Inclosure Act 1773
- Parliament of Great Britain
- Long title: An Act for the better Cultivation, Improvement, and Regulation of the Common Arable Fields, Wastes, and Commons of Pasture in this Kingdom.
- Citation: 13 Geo. 3. c. 81
- Territorial extent: Great Britain

Dates
- Royal assent: 1 July 1773
- Commencement: 26 November 1772

Other legislation
- Amended by: Statute Law Revision Act 1861; Statute Law Revision Act 1888; Supreme Court of Judicature (Consolidation) Act 1925; Mental Treatment Act 1930; Statute Law Revision Act 1948; Access to Justice Act 1999; Courts Act 2003; Tribunals, Courts and Enforcement Act 2007;
- Relates to: Inclosure (Consolidation) Act 1801;

Status: Amended

Text of statute as originally enacted

Revised text of statute as amended

Text of the Inclosure Act 1773 as in force today (including any amendments) within the United Kingdom, from legislation.gov.uk.

= Inclosure Act 1773 =

Act of the Parliament of Great Britain

The Inclosure Act 1773 (13 Geo. 3. c. 81) (also known as the Enclosure Act 1773 (Note: "Enclosure" and "inclosure" are words that are frequently used interchangeably, but there is a fundamental difference between them: an "enclosure" is a physical boundary around a piece of land; "inclosure" is the legal term that refers to the conversion of common land into private land. All British acts of Parliament use the term "Inclosure".)) is an act of the Parliament of Great Britain, passed during the reign of George III. The act is still in force in the United Kingdom. It created a law that enabled enclosure of land, at the same time removing the right of commoners' access.

== Effect ==
The act required the procedure to start with a petition delivered to Parliament signed by the landowner, tithe holders and a majority of people affected. The petition then went through the stages of a bill with a committee meeting to hear any objections. The petition would then go through to royal assent after passing through both Houses of Parliament. Commissioners would then visit the area and distribute the land accordingly.

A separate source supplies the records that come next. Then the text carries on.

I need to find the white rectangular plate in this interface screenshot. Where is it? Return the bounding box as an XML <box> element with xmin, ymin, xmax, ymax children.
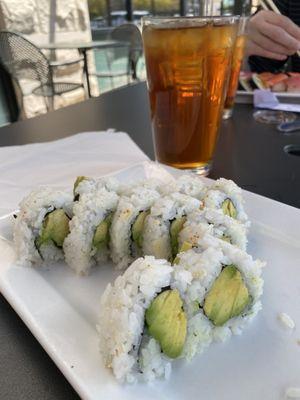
<box><xmin>0</xmin><ymin>162</ymin><xmax>300</xmax><ymax>400</ymax></box>
<box><xmin>236</xmin><ymin>90</ymin><xmax>300</xmax><ymax>105</ymax></box>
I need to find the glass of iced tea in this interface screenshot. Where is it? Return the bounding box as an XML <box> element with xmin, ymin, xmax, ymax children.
<box><xmin>223</xmin><ymin>17</ymin><xmax>248</xmax><ymax>120</ymax></box>
<box><xmin>142</xmin><ymin>16</ymin><xmax>239</xmax><ymax>176</ymax></box>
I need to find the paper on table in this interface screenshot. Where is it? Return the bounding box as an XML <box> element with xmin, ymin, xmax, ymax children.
<box><xmin>253</xmin><ymin>89</ymin><xmax>300</xmax><ymax>112</ymax></box>
<box><xmin>0</xmin><ymin>130</ymin><xmax>148</xmax><ymax>216</ymax></box>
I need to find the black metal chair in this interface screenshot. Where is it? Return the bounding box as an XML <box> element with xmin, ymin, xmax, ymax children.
<box><xmin>0</xmin><ymin>61</ymin><xmax>20</xmax><ymax>123</ymax></box>
<box><xmin>0</xmin><ymin>31</ymin><xmax>84</xmax><ymax>113</ymax></box>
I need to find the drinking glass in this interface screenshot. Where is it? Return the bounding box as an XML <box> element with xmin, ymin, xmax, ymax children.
<box><xmin>223</xmin><ymin>16</ymin><xmax>248</xmax><ymax>119</ymax></box>
<box><xmin>142</xmin><ymin>16</ymin><xmax>239</xmax><ymax>176</ymax></box>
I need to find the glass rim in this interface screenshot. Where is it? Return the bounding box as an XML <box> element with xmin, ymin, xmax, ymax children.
<box><xmin>141</xmin><ymin>15</ymin><xmax>241</xmax><ymax>22</ymax></box>
<box><xmin>238</xmin><ymin>15</ymin><xmax>249</xmax><ymax>35</ymax></box>
<box><xmin>141</xmin><ymin>15</ymin><xmax>240</xmax><ymax>28</ymax></box>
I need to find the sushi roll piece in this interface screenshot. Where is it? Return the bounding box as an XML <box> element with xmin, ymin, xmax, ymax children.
<box><xmin>98</xmin><ymin>256</ymin><xmax>187</xmax><ymax>383</ymax></box>
<box><xmin>173</xmin><ymin>238</ymin><xmax>265</xmax><ymax>359</ymax></box>
<box><xmin>73</xmin><ymin>175</ymin><xmax>120</xmax><ymax>201</ymax></box>
<box><xmin>110</xmin><ymin>186</ymin><xmax>160</xmax><ymax>270</ymax></box>
<box><xmin>73</xmin><ymin>176</ymin><xmax>95</xmax><ymax>201</ymax></box>
<box><xmin>203</xmin><ymin>178</ymin><xmax>249</xmax><ymax>226</ymax></box>
<box><xmin>179</xmin><ymin>208</ymin><xmax>248</xmax><ymax>251</ymax></box>
<box><xmin>143</xmin><ymin>193</ymin><xmax>201</xmax><ymax>262</ymax></box>
<box><xmin>63</xmin><ymin>186</ymin><xmax>119</xmax><ymax>275</ymax></box>
<box><xmin>160</xmin><ymin>174</ymin><xmax>207</xmax><ymax>200</ymax></box>
<box><xmin>118</xmin><ymin>177</ymin><xmax>165</xmax><ymax>198</ymax></box>
<box><xmin>13</xmin><ymin>188</ymin><xmax>73</xmax><ymax>267</ymax></box>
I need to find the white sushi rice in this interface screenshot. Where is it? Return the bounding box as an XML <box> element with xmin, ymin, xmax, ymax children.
<box><xmin>63</xmin><ymin>187</ymin><xmax>119</xmax><ymax>275</ymax></box>
<box><xmin>118</xmin><ymin>178</ymin><xmax>165</xmax><ymax>197</ymax></box>
<box><xmin>285</xmin><ymin>387</ymin><xmax>300</xmax><ymax>399</ymax></box>
<box><xmin>173</xmin><ymin>238</ymin><xmax>265</xmax><ymax>358</ymax></box>
<box><xmin>161</xmin><ymin>174</ymin><xmax>207</xmax><ymax>200</ymax></box>
<box><xmin>13</xmin><ymin>187</ymin><xmax>72</xmax><ymax>267</ymax></box>
<box><xmin>278</xmin><ymin>312</ymin><xmax>295</xmax><ymax>330</ymax></box>
<box><xmin>74</xmin><ymin>177</ymin><xmax>97</xmax><ymax>197</ymax></box>
<box><xmin>179</xmin><ymin>208</ymin><xmax>248</xmax><ymax>251</ymax></box>
<box><xmin>75</xmin><ymin>176</ymin><xmax>120</xmax><ymax>198</ymax></box>
<box><xmin>203</xmin><ymin>178</ymin><xmax>249</xmax><ymax>226</ymax></box>
<box><xmin>97</xmin><ymin>256</ymin><xmax>173</xmax><ymax>383</ymax></box>
<box><xmin>143</xmin><ymin>193</ymin><xmax>201</xmax><ymax>261</ymax></box>
<box><xmin>110</xmin><ymin>186</ymin><xmax>160</xmax><ymax>270</ymax></box>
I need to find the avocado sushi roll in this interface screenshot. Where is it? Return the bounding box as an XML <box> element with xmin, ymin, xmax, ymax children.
<box><xmin>179</xmin><ymin>208</ymin><xmax>248</xmax><ymax>251</ymax></box>
<box><xmin>173</xmin><ymin>238</ymin><xmax>264</xmax><ymax>358</ymax></box>
<box><xmin>143</xmin><ymin>193</ymin><xmax>201</xmax><ymax>262</ymax></box>
<box><xmin>203</xmin><ymin>178</ymin><xmax>249</xmax><ymax>226</ymax></box>
<box><xmin>110</xmin><ymin>186</ymin><xmax>160</xmax><ymax>270</ymax></box>
<box><xmin>63</xmin><ymin>186</ymin><xmax>119</xmax><ymax>275</ymax></box>
<box><xmin>98</xmin><ymin>256</ymin><xmax>187</xmax><ymax>383</ymax></box>
<box><xmin>13</xmin><ymin>188</ymin><xmax>72</xmax><ymax>267</ymax></box>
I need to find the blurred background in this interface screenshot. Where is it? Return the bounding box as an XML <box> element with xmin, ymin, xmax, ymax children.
<box><xmin>0</xmin><ymin>0</ymin><xmax>259</xmax><ymax>126</ymax></box>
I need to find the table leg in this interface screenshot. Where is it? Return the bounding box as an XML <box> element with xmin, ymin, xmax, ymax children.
<box><xmin>82</xmin><ymin>49</ymin><xmax>92</xmax><ymax>98</ymax></box>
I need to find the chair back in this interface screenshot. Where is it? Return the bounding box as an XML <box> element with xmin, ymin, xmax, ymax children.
<box><xmin>0</xmin><ymin>31</ymin><xmax>52</xmax><ymax>88</ymax></box>
<box><xmin>110</xmin><ymin>24</ymin><xmax>143</xmax><ymax>65</ymax></box>
<box><xmin>110</xmin><ymin>23</ymin><xmax>142</xmax><ymax>45</ymax></box>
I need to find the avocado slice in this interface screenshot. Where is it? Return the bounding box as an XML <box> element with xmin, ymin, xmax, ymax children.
<box><xmin>170</xmin><ymin>216</ymin><xmax>187</xmax><ymax>259</ymax></box>
<box><xmin>92</xmin><ymin>213</ymin><xmax>113</xmax><ymax>251</ymax></box>
<box><xmin>221</xmin><ymin>234</ymin><xmax>232</xmax><ymax>244</ymax></box>
<box><xmin>145</xmin><ymin>289</ymin><xmax>187</xmax><ymax>359</ymax></box>
<box><xmin>73</xmin><ymin>176</ymin><xmax>88</xmax><ymax>200</ymax></box>
<box><xmin>132</xmin><ymin>210</ymin><xmax>150</xmax><ymax>249</ymax></box>
<box><xmin>36</xmin><ymin>209</ymin><xmax>70</xmax><ymax>249</ymax></box>
<box><xmin>203</xmin><ymin>265</ymin><xmax>250</xmax><ymax>326</ymax></box>
<box><xmin>221</xmin><ymin>199</ymin><xmax>237</xmax><ymax>219</ymax></box>
<box><xmin>173</xmin><ymin>241</ymin><xmax>192</xmax><ymax>265</ymax></box>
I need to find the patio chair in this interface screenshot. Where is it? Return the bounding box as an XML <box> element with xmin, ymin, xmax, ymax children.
<box><xmin>110</xmin><ymin>24</ymin><xmax>143</xmax><ymax>81</ymax></box>
<box><xmin>0</xmin><ymin>61</ymin><xmax>20</xmax><ymax>123</ymax></box>
<box><xmin>0</xmin><ymin>31</ymin><xmax>84</xmax><ymax>114</ymax></box>
<box><xmin>93</xmin><ymin>43</ymin><xmax>132</xmax><ymax>90</ymax></box>
<box><xmin>93</xmin><ymin>23</ymin><xmax>143</xmax><ymax>91</ymax></box>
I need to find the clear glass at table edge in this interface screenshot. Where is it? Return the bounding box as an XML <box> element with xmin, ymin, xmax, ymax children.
<box><xmin>223</xmin><ymin>16</ymin><xmax>248</xmax><ymax>120</ymax></box>
<box><xmin>253</xmin><ymin>109</ymin><xmax>297</xmax><ymax>124</ymax></box>
<box><xmin>142</xmin><ymin>15</ymin><xmax>240</xmax><ymax>177</ymax></box>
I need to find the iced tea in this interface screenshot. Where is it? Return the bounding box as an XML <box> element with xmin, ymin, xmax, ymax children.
<box><xmin>142</xmin><ymin>17</ymin><xmax>239</xmax><ymax>174</ymax></box>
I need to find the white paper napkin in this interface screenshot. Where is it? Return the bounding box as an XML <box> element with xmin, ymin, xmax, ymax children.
<box><xmin>253</xmin><ymin>89</ymin><xmax>300</xmax><ymax>113</ymax></box>
<box><xmin>0</xmin><ymin>130</ymin><xmax>149</xmax><ymax>215</ymax></box>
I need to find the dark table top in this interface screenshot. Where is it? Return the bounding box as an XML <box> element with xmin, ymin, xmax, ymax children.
<box><xmin>1</xmin><ymin>81</ymin><xmax>299</xmax><ymax>208</ymax></box>
<box><xmin>0</xmin><ymin>81</ymin><xmax>300</xmax><ymax>400</ymax></box>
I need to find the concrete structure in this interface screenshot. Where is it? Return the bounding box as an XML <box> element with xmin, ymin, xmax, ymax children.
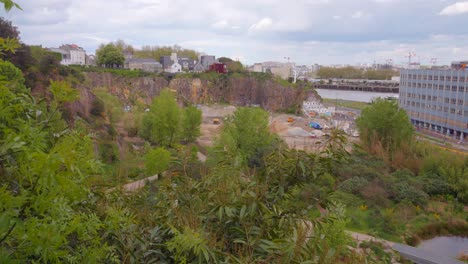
<box><xmin>125</xmin><ymin>58</ymin><xmax>162</xmax><ymax>73</ymax></box>
<box><xmin>399</xmin><ymin>66</ymin><xmax>468</xmax><ymax>141</ymax></box>
<box><xmin>200</xmin><ymin>55</ymin><xmax>216</xmax><ymax>69</ymax></box>
<box><xmin>49</xmin><ymin>44</ymin><xmax>86</xmax><ymax>65</ymax></box>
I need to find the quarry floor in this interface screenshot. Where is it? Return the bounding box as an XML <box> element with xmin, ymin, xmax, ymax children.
<box><xmin>196</xmin><ymin>105</ymin><xmax>359</xmax><ymax>153</ymax></box>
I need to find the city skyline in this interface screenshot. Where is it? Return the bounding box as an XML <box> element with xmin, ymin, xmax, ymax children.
<box><xmin>2</xmin><ymin>0</ymin><xmax>468</xmax><ymax>65</ymax></box>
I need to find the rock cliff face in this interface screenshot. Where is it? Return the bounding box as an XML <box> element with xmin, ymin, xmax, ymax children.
<box><xmin>169</xmin><ymin>77</ymin><xmax>310</xmax><ymax>112</ymax></box>
<box><xmin>79</xmin><ymin>72</ymin><xmax>318</xmax><ymax>115</ymax></box>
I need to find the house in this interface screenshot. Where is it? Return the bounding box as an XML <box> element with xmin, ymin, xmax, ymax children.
<box><xmin>193</xmin><ymin>62</ymin><xmax>205</xmax><ymax>73</ymax></box>
<box><xmin>178</xmin><ymin>57</ymin><xmax>196</xmax><ymax>71</ymax></box>
<box><xmin>48</xmin><ymin>44</ymin><xmax>86</xmax><ymax>65</ymax></box>
<box><xmin>168</xmin><ymin>61</ymin><xmax>182</xmax><ymax>73</ymax></box>
<box><xmin>126</xmin><ymin>58</ymin><xmax>162</xmax><ymax>73</ymax></box>
<box><xmin>209</xmin><ymin>63</ymin><xmax>228</xmax><ymax>74</ymax></box>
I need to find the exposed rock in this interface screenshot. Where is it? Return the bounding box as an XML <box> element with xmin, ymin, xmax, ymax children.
<box><xmin>70</xmin><ymin>73</ymin><xmax>320</xmax><ymax>119</ymax></box>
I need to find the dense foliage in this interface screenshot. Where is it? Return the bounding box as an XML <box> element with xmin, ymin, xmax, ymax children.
<box><xmin>356</xmin><ymin>98</ymin><xmax>414</xmax><ymax>156</ymax></box>
<box><xmin>134</xmin><ymin>44</ymin><xmax>200</xmax><ymax>60</ymax></box>
<box><xmin>96</xmin><ymin>43</ymin><xmax>125</xmax><ymax>68</ymax></box>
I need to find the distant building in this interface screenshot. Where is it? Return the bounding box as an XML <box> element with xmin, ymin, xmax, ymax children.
<box><xmin>399</xmin><ymin>63</ymin><xmax>468</xmax><ymax>141</ymax></box>
<box><xmin>48</xmin><ymin>44</ymin><xmax>86</xmax><ymax>65</ymax></box>
<box><xmin>168</xmin><ymin>61</ymin><xmax>182</xmax><ymax>73</ymax></box>
<box><xmin>209</xmin><ymin>62</ymin><xmax>227</xmax><ymax>74</ymax></box>
<box><xmin>86</xmin><ymin>54</ymin><xmax>96</xmax><ymax>66</ymax></box>
<box><xmin>178</xmin><ymin>57</ymin><xmax>196</xmax><ymax>71</ymax></box>
<box><xmin>193</xmin><ymin>62</ymin><xmax>205</xmax><ymax>73</ymax></box>
<box><xmin>160</xmin><ymin>56</ymin><xmax>173</xmax><ymax>71</ymax></box>
<box><xmin>200</xmin><ymin>55</ymin><xmax>216</xmax><ymax>69</ymax></box>
<box><xmin>125</xmin><ymin>58</ymin><xmax>162</xmax><ymax>73</ymax></box>
<box><xmin>252</xmin><ymin>63</ymin><xmax>263</xmax><ymax>73</ymax></box>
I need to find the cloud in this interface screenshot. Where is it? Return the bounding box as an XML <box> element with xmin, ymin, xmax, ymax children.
<box><xmin>351</xmin><ymin>11</ymin><xmax>365</xmax><ymax>19</ymax></box>
<box><xmin>2</xmin><ymin>0</ymin><xmax>468</xmax><ymax>65</ymax></box>
<box><xmin>249</xmin><ymin>18</ymin><xmax>273</xmax><ymax>31</ymax></box>
<box><xmin>439</xmin><ymin>1</ymin><xmax>468</xmax><ymax>15</ymax></box>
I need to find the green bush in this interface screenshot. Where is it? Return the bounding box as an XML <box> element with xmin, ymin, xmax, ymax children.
<box><xmin>338</xmin><ymin>177</ymin><xmax>369</xmax><ymax>195</ymax></box>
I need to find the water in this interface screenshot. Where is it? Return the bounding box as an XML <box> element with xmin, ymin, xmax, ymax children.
<box><xmin>418</xmin><ymin>236</ymin><xmax>468</xmax><ymax>259</ymax></box>
<box><xmin>316</xmin><ymin>89</ymin><xmax>398</xmax><ymax>103</ymax></box>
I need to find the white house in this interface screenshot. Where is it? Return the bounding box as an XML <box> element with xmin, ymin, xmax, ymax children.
<box><xmin>48</xmin><ymin>44</ymin><xmax>86</xmax><ymax>65</ymax></box>
<box><xmin>169</xmin><ymin>61</ymin><xmax>182</xmax><ymax>73</ymax></box>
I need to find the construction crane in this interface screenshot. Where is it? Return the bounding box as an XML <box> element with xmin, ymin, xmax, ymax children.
<box><xmin>405</xmin><ymin>52</ymin><xmax>416</xmax><ymax>68</ymax></box>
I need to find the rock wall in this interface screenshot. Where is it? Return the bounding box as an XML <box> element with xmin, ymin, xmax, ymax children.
<box><xmin>82</xmin><ymin>72</ymin><xmax>318</xmax><ymax>113</ymax></box>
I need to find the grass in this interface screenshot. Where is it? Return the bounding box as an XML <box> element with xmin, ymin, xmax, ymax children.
<box><xmin>322</xmin><ymin>98</ymin><xmax>370</xmax><ymax>110</ymax></box>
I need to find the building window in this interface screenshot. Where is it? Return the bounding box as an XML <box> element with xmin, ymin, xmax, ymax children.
<box><xmin>429</xmin><ymin>76</ymin><xmax>433</xmax><ymax>80</ymax></box>
<box><xmin>444</xmin><ymin>107</ymin><xmax>448</xmax><ymax>112</ymax></box>
<box><xmin>452</xmin><ymin>86</ymin><xmax>457</xmax><ymax>91</ymax></box>
<box><xmin>434</xmin><ymin>76</ymin><xmax>439</xmax><ymax>81</ymax></box>
<box><xmin>450</xmin><ymin>108</ymin><xmax>455</xmax><ymax>114</ymax></box>
<box><xmin>459</xmin><ymin>99</ymin><xmax>464</xmax><ymax>105</ymax></box>
<box><xmin>432</xmin><ymin>96</ymin><xmax>437</xmax><ymax>101</ymax></box>
<box><xmin>451</xmin><ymin>98</ymin><xmax>456</xmax><ymax>104</ymax></box>
<box><xmin>460</xmin><ymin>77</ymin><xmax>465</xmax><ymax>82</ymax></box>
<box><xmin>453</xmin><ymin>77</ymin><xmax>458</xmax><ymax>82</ymax></box>
<box><xmin>428</xmin><ymin>95</ymin><xmax>431</xmax><ymax>100</ymax></box>
<box><xmin>445</xmin><ymin>85</ymin><xmax>451</xmax><ymax>91</ymax></box>
<box><xmin>457</xmin><ymin>109</ymin><xmax>462</xmax><ymax>115</ymax></box>
<box><xmin>444</xmin><ymin>98</ymin><xmax>450</xmax><ymax>103</ymax></box>
<box><xmin>440</xmin><ymin>76</ymin><xmax>445</xmax><ymax>81</ymax></box>
<box><xmin>446</xmin><ymin>76</ymin><xmax>452</xmax><ymax>81</ymax></box>
<box><xmin>422</xmin><ymin>95</ymin><xmax>426</xmax><ymax>100</ymax></box>
<box><xmin>460</xmin><ymin>87</ymin><xmax>465</xmax><ymax>92</ymax></box>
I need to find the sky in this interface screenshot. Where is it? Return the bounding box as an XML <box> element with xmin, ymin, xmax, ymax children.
<box><xmin>2</xmin><ymin>0</ymin><xmax>468</xmax><ymax>66</ymax></box>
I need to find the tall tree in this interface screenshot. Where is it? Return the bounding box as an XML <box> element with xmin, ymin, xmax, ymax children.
<box><xmin>356</xmin><ymin>98</ymin><xmax>414</xmax><ymax>154</ymax></box>
<box><xmin>140</xmin><ymin>89</ymin><xmax>181</xmax><ymax>147</ymax></box>
<box><xmin>95</xmin><ymin>43</ymin><xmax>125</xmax><ymax>68</ymax></box>
<box><xmin>213</xmin><ymin>107</ymin><xmax>275</xmax><ymax>167</ymax></box>
<box><xmin>180</xmin><ymin>105</ymin><xmax>202</xmax><ymax>143</ymax></box>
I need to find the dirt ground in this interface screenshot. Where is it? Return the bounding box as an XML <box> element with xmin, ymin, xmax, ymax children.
<box><xmin>196</xmin><ymin>105</ymin><xmax>359</xmax><ymax>153</ymax></box>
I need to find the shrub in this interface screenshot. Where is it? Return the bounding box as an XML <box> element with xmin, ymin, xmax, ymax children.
<box><xmin>392</xmin><ymin>182</ymin><xmax>429</xmax><ymax>206</ymax></box>
<box><xmin>338</xmin><ymin>177</ymin><xmax>369</xmax><ymax>195</ymax></box>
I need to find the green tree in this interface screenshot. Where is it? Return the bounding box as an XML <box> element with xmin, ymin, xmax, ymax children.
<box><xmin>145</xmin><ymin>147</ymin><xmax>171</xmax><ymax>175</ymax></box>
<box><xmin>213</xmin><ymin>107</ymin><xmax>275</xmax><ymax>167</ymax></box>
<box><xmin>218</xmin><ymin>57</ymin><xmax>244</xmax><ymax>73</ymax></box>
<box><xmin>180</xmin><ymin>105</ymin><xmax>202</xmax><ymax>143</ymax></box>
<box><xmin>96</xmin><ymin>43</ymin><xmax>125</xmax><ymax>68</ymax></box>
<box><xmin>140</xmin><ymin>89</ymin><xmax>181</xmax><ymax>147</ymax></box>
<box><xmin>356</xmin><ymin>98</ymin><xmax>414</xmax><ymax>154</ymax></box>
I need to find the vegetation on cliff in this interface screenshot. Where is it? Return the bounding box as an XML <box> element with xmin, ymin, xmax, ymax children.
<box><xmin>1</xmin><ymin>7</ymin><xmax>466</xmax><ymax>263</ymax></box>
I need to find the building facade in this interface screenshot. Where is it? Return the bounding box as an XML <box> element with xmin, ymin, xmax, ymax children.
<box><xmin>49</xmin><ymin>44</ymin><xmax>86</xmax><ymax>65</ymax></box>
<box><xmin>399</xmin><ymin>68</ymin><xmax>468</xmax><ymax>140</ymax></box>
<box><xmin>125</xmin><ymin>58</ymin><xmax>162</xmax><ymax>73</ymax></box>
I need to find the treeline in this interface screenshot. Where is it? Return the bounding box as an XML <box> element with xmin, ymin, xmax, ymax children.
<box><xmin>317</xmin><ymin>66</ymin><xmax>398</xmax><ymax>80</ymax></box>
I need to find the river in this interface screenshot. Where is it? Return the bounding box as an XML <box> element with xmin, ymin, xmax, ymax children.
<box><xmin>316</xmin><ymin>89</ymin><xmax>398</xmax><ymax>103</ymax></box>
<box><xmin>418</xmin><ymin>236</ymin><xmax>468</xmax><ymax>259</ymax></box>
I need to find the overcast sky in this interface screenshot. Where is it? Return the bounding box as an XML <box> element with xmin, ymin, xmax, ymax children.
<box><xmin>2</xmin><ymin>0</ymin><xmax>468</xmax><ymax>65</ymax></box>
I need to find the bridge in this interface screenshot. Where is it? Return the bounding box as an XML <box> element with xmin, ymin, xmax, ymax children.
<box><xmin>313</xmin><ymin>83</ymin><xmax>399</xmax><ymax>93</ymax></box>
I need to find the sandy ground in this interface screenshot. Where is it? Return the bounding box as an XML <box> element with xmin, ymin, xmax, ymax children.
<box><xmin>196</xmin><ymin>105</ymin><xmax>359</xmax><ymax>154</ymax></box>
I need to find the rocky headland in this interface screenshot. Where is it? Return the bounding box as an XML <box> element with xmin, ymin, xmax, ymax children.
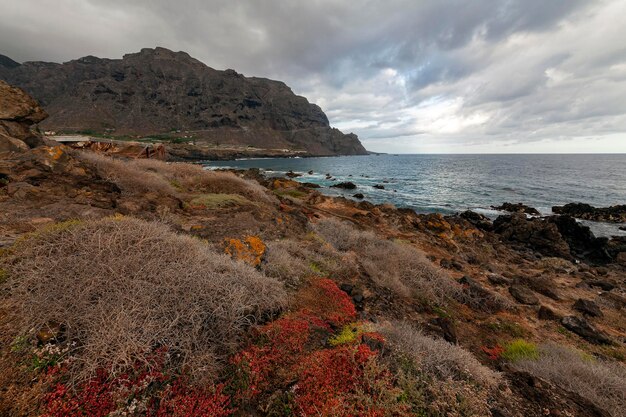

The powers granted in the act were often abused by landowners: the preliminary meetings where enclosure was discussed, intended to be held in public, were often made in the presence of only the local landowners. They regularly chose their own solicitors, surveyors and commissioners to decide on each case. In 1774, Parliament added an amendment to the act under the standing orders that every petition for enclosure had to be affixed to the door of the local church for three consecutive Sundays in August or September.

The act eventually limited the amount of traffic on culverted paths as they often fell within land that was to be enclosed. This often meant that traffic eventually stopped going along certain routes, such as the path above the culverted Shit Brook in Much Wenlock.
== Subsequent developments ==
So much of the act as relates to double costs was repealed by section 1 of, and the schedule to, the Statute Law Revision Act 1861 (24 & 25 Vict. c. 101), which came into force on 6 August 1861.